From his office upstairs, Percy Jowitt beamed as he saw the crowds vanishing into his beloved hall, and congratulated himself on being such a good employer that he could attract the likes of Nettie Turner and Will Lamb back to it. Even the threat of bailiffs ceased temporarily to worry him. Everything was lovely in his garden. He did not notice the Shadwell Mob staggering towards his kingdom.
‘Ain’t it exciting?’ Lizzie shrieked blissfully to Auguste, eyes shining.
‘This?’ Auguste lifted his head from frying battered cod with one hand and grilling mutton chops with the other. ‘Not precisely exciting. An experience.’
‘Nah. Nettie Turner coming here. “Whoa, Nellie, don’t you go too far . . .” That Donkey Song, I luvs it.’ Lizzie wriggled her non-existent hips in a way that suggested the Old King Cole music hall was not above pirating songs on occasions, since Auguste doubted whether Lizzie had ever visited the Empire or the other West End halls.
A flying skeleton in the form of Frederick Wolf rushed in to take up his interior position on the potatoes. Chairs scraped against floor, mutton pies passed in an endless chain to two harassed barmen who doubled as waiters, or passed direct to the clutching hands of impatient diners, the smell of mutton chops on the gridiron intensified, mingling with the smell of cooking kippers. Mutton chops and glasses of beer apparently flew through the air to their recipients with the same dexterity as the young man on the flying trapeze. Potatoes cascaded in white crumbly torrents on to plates.

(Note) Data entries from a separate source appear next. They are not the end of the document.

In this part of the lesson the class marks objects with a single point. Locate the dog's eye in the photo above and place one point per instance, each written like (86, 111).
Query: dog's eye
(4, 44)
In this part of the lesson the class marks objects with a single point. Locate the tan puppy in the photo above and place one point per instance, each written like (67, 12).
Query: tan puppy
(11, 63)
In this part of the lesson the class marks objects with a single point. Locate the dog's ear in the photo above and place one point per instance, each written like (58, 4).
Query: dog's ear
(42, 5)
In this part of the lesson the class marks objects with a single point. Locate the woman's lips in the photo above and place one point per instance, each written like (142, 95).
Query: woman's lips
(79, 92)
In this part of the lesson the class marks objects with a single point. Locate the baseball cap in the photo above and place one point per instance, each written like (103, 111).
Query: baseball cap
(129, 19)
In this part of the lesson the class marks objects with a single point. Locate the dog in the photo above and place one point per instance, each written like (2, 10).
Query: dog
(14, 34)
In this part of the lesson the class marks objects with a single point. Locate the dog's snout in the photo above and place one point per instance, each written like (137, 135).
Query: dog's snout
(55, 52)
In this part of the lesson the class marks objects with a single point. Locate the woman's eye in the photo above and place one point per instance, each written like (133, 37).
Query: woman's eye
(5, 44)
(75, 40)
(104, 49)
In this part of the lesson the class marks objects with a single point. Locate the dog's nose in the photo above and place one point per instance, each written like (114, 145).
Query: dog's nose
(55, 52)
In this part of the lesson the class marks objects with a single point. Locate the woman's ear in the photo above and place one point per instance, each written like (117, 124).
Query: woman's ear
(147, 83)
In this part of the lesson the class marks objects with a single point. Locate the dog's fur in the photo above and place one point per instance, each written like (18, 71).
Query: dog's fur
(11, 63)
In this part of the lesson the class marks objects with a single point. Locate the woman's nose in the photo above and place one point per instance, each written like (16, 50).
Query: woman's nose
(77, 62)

Tonight Auguste would dream of potatoes, wielded with the flashing dexterity of Frederick’s hands as he first slit it open, lifted it high in one hand, the plate in the other and shot the contents of the first onto the second, turned it out in a mound of succulent crumbs. Alump of butter followed it, a dash of pepper. . . yes, tomorrow he would try spices, curry powder and cream perhaps, a dazed voice at the back of Auguste’s mind promised, as he gazed down at the smelly ha’porth and ha’porth he’d just dished up from the unappetising pans.